Они что-то говорили ему, но он их не слышал. Художник смотрел на Гарри и понимал, что, проникнув в подлинную композицию сцены, тот остановил время, чем художник и сам занимался изо дня в день. Он улыбнулся и крепко прижал к себе дочь, наблюдая, как Кэтрин поднимается над окружающими, словно освобождаясь от уз гравитации и времени, скользит по песку и, едва ли понимая, что делает, обнимает Гарри так, точно никто их не видит, потому что всех уже давно унесло прочь.
– Кэтрин? – окликнул ее отец. – Кэтрин? Когда вы придете обедать?
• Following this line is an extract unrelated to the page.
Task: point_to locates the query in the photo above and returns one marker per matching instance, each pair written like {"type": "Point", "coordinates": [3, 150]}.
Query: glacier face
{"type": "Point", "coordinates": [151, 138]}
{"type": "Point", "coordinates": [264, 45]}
Она повернулась, но не смогла разобрать его слов, потому что, как когда-то случилось и с ним, сейчас ее тоже подхватил поток.
15. Серое и зеленое
Третий человек, вышедший из клуба, был первым, кто остановился на пороге, чтобы оглядеть улицу. У него были острые черты лица, одет он был в шляпу-панаму, белые туфли, белый костюм и черную рубашку с галстуком, который выглядел как обои в туалете заведения, где пьют средь бела дня. Он дергался, как древесная лягушка, и, казалось, вздохнул с облегчением, когда через несколько шагов его не пристрелили. Три четверти часа Гарри сидел на низкой кирпичной стене в полуквартале выше по Принс-стрит, читал «Трибьюн» и пил содовую из бутылки. Ни разу не повернув голову в сторону двери, за которой наблюдал, только поглядывая на нее искоса, он насчитал пятерых, вошедших и вышедших.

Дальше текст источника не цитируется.